Le personnage est une fabrication duelle :

  • L'auteur va décrire son personnage à l'aide d'éléments textuels
  • Le lecteur participe à sa fabrication en créant un lien entre les personnages et son univers.

Les meilleurs livres sont ceux qui font faire aux lecteurs la moitié du chemin 

- Voltaire

Un roman est comme un archet, la caisse du violon qui rend les sons, c'est l'âme du lecteur  

- Stendhal

Ainsi, en 1857, l'avocat impérial Ernest Pinard à accusé Emma Bovary de ne pas avoir aimé son mari, et d'être immorale, alors que celle ci n'existe même pas.

COMMENT LE PERSONNAGE EST-IL CONSTRUIT ?

Par l'onomastique

A) Un personnage, au sens le plus traditionnel, c'est d'abord un nom propre qui permet de le désigner

Il est, selon Barthes, « le prince des signifiants »

Flaubert dans sa lettre à Louis Bonenfant 1868 explique qu' 

Un nom propre est une chose extrêmement importante dans un roman, une chose capitale. On ne peut pas plus changer un personnage de nom que de peau 

- Flaubert

Dans le cas du personnage éponyme (exemple : La Princesse de Clèves, mais le nom du personnage au début est Mlle de Chartres) Cela permet généralement de focaliser d'emblée l'attention du lecteur sur ce personnage

Dans le cas du personnage récurrent.

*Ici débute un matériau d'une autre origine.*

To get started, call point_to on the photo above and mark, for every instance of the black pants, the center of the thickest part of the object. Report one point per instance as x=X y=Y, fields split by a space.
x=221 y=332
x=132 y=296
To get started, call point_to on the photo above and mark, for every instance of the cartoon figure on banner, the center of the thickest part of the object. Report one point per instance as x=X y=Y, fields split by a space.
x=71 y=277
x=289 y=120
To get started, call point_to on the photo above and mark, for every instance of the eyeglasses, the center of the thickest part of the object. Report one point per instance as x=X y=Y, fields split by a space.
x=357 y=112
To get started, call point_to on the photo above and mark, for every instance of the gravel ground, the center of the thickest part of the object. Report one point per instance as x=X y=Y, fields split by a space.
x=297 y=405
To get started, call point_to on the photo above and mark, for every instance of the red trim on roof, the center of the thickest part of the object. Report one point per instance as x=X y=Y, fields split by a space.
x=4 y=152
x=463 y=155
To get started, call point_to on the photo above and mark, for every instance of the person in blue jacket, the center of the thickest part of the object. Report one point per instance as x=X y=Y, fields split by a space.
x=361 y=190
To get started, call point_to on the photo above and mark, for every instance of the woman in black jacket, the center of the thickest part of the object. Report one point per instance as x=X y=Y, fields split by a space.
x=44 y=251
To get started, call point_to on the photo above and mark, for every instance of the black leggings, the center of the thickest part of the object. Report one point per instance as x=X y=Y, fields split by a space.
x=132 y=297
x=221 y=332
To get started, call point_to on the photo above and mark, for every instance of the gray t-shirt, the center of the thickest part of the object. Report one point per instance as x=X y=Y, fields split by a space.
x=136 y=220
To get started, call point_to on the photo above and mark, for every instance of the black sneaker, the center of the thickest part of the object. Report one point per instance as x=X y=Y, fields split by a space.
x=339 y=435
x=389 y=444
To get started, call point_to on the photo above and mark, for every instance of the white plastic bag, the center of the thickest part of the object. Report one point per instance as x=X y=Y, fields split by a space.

Le principe de récurrence est un procédé qui consiste à faire apparaître dans plusieurs œuvres le même personnage (C'est le cas notamment de Eugène de Rastignac, dans La Comédie Humaine de Balzac Création d'un « effet monde » + Familles des Rougons-Macquart d'Émile Zola.)

Dans le cas du personnage emprunté par un auteur à un autre. Il prend alors un statut légendaire, mythique. (Exemple : Robinson Crusoé qui apparaît pour la première fois au XVIIIème siècle dans le texte Vendredi ou la vie sauvage de Daniel Defoe. Son nom sera repris dans Voyage au bout de la nuit de Céline sauf que le personnage de Robinson est totalement éloigné de celui de Defoe, Céline se sert du mythe de Robinson pour donner de l'épaisseur à son personnage)

B) Un nom propre permet également de mettre en valeur un degré de fictivité plus ou moins fort

Dans le cas du personnage dont le nom reflète explicitement le statut imaginaire et fictif (exemple : Le géant Grandgousier dans le texte Gargantua de Rabelais)

Dans le cas du personnage dont le nom le situe dans l'ordre du vraisemblable et du possible (exemple : Charles, Rodolphe ou Léon dans Mme Bovary de Flaubert, l'utilisation de noms communs rend le personnage d'autant plus crédible et vraisemblable)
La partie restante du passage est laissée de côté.